Born out of published research from Furman University Professor Julian Reed, ActivEd has developed an online tool for teachers to integrate multisensory learning into their classrooms. The angel investment will allow ActivEd to further build out the company’s first product – a kindergarten-through-second-grade tool called Walkabouts – as well as expand their sales reach among educators, said co-founder Matt Ferebee.

“The investment takes us further from a friends and family round to mature the company from the product side,” said Ferebee, who said Walkabouts targets a field of 80,000 public school candidates. “The biggest barrier is there are teachers and educators out there that just don’t know about it.”

Ferebee said the company plans to incrementally add programs for third, fourth and fifth grade, but will continue to build out and sell Walkabouts for now.

More than 60 members participated in the investment, representing Greenville-based Upstate Carolina Angel Network, Columbia-based Capital Angels, Spartanburg Angels and Asheville Angels, as well as investment from The Palmetto Fund that co-invests alongside those groups.

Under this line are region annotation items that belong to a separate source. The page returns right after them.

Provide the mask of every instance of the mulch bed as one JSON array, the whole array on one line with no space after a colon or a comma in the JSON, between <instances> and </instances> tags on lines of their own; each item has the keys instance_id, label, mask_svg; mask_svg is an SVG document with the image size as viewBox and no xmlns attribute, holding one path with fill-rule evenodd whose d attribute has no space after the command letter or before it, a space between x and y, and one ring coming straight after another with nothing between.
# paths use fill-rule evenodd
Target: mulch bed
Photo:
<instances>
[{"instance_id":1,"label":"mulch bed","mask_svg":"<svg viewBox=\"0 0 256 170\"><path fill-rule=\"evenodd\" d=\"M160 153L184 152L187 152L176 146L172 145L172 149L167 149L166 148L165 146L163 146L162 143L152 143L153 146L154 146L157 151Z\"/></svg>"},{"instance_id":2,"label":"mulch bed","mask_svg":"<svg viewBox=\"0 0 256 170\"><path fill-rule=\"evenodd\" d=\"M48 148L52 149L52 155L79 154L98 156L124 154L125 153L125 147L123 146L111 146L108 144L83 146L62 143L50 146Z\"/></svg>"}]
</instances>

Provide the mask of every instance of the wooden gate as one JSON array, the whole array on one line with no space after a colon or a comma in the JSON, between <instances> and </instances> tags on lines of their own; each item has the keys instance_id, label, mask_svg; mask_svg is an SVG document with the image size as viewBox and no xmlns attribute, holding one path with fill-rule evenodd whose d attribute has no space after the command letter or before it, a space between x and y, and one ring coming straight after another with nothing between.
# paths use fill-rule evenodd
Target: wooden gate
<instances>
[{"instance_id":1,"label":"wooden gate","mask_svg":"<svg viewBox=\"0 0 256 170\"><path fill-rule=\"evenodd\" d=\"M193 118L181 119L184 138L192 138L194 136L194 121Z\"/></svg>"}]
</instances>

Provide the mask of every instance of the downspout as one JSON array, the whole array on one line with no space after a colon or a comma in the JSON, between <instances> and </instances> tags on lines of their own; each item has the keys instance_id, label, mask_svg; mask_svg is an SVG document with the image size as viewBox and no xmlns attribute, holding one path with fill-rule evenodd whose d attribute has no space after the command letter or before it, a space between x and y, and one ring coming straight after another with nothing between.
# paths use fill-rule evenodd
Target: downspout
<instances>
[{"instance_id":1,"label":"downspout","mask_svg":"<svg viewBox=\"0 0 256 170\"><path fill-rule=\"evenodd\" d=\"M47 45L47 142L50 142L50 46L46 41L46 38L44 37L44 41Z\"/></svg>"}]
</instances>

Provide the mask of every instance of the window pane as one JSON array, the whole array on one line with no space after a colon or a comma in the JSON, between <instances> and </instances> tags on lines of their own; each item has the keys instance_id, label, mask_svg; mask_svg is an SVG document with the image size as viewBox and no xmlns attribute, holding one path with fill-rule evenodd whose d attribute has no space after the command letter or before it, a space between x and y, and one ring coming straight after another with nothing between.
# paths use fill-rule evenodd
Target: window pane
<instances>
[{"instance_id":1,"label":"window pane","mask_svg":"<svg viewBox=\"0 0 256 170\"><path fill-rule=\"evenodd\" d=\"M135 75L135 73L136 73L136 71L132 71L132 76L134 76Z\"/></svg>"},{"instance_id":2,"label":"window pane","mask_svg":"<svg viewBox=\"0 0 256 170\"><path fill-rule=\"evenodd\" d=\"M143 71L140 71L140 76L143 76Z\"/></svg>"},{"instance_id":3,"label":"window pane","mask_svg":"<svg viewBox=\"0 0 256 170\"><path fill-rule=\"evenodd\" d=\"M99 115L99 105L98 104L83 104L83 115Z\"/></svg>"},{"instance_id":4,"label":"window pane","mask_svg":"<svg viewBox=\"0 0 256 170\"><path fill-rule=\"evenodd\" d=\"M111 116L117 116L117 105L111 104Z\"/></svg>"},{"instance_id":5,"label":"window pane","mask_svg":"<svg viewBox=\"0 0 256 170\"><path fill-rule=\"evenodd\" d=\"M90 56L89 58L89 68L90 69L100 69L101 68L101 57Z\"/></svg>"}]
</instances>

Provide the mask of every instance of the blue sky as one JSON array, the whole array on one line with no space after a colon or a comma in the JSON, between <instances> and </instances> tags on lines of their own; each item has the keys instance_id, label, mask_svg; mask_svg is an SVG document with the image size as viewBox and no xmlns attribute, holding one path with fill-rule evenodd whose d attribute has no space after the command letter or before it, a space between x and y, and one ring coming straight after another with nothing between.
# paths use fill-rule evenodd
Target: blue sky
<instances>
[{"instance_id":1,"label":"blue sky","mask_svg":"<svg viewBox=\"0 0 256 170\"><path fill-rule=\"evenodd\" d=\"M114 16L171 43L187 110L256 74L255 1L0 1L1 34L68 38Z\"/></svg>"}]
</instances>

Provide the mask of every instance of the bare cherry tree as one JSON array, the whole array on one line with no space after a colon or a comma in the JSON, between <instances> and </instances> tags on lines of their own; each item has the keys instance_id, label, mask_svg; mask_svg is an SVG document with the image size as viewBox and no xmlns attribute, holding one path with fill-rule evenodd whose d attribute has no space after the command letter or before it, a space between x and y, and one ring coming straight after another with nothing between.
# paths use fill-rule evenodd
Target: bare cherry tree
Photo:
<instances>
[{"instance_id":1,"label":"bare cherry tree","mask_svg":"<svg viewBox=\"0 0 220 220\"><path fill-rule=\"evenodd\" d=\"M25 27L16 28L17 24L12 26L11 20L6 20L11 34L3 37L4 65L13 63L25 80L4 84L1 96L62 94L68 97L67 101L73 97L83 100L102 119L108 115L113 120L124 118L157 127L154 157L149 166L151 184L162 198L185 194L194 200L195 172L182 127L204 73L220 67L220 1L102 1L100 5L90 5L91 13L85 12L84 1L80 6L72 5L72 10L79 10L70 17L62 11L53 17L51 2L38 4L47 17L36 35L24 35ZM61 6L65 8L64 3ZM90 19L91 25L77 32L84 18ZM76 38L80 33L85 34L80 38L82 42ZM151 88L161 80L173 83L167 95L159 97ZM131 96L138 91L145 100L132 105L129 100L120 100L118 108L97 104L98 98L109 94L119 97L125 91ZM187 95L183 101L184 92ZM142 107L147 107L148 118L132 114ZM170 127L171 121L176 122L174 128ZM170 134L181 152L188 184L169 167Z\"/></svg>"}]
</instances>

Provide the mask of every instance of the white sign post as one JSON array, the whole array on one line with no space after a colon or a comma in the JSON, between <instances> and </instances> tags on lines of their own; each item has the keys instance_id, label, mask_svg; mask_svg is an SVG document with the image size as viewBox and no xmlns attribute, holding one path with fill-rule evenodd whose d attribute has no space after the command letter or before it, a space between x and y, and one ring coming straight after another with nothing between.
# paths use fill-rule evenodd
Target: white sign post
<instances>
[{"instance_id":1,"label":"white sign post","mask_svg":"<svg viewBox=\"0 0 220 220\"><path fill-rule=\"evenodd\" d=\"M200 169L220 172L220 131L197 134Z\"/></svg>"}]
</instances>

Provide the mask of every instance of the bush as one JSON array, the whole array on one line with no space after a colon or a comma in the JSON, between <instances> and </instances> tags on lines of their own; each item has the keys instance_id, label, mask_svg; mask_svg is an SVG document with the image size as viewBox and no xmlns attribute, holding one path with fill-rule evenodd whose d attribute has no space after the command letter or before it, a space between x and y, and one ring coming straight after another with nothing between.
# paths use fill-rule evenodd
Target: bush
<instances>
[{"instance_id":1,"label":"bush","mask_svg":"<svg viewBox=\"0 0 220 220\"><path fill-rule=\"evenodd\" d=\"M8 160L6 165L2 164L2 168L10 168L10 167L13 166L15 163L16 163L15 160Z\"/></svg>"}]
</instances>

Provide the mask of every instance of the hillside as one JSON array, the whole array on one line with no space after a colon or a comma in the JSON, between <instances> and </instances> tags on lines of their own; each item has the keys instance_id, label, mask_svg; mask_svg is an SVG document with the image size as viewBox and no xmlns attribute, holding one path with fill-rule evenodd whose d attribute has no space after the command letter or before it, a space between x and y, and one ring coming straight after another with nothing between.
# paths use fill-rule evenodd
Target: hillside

Angel investors from Anderson Angels and Charleston-based Lowcountry Angel Network may join in the future, said South Carolina Angel Network Director Paul Clark.

The investment was the first from recently-formed Spartanburg Angels, and also represented one of the first state-wide syndicated investments, which is unusual for angel groups, said Clark. The syndicated approach allows angel groups to more efficiently vet potential investment companies, and can also help startups save time and have more access to capital, he said.

“The angel group would typically do a pretty extensive vetting process,” he said. “But in this one, one group can use the previous group’s vetting to make it more efficient.”

Clark said ActivEd was unique in that it uses movement to help students understand concepts, rather than simply using movement as a break from learning. “There were some people that do fitness for kids, and some people that do education, but none that we found that do teaching through actual movement,” he said. “In the next five years, the goal is for them to be selling their product in 10,000 schools across the U.S.”

South Carolina Research Authority invested $200,000 in ActivEd through its SCRA Technology Ventures’ SC Launch program in October, but previously was funded by friends and family, said Ferebee. Other team members include Brewster Crosby and Dayton Johnson, as well as a network of independent sales representatives and partners.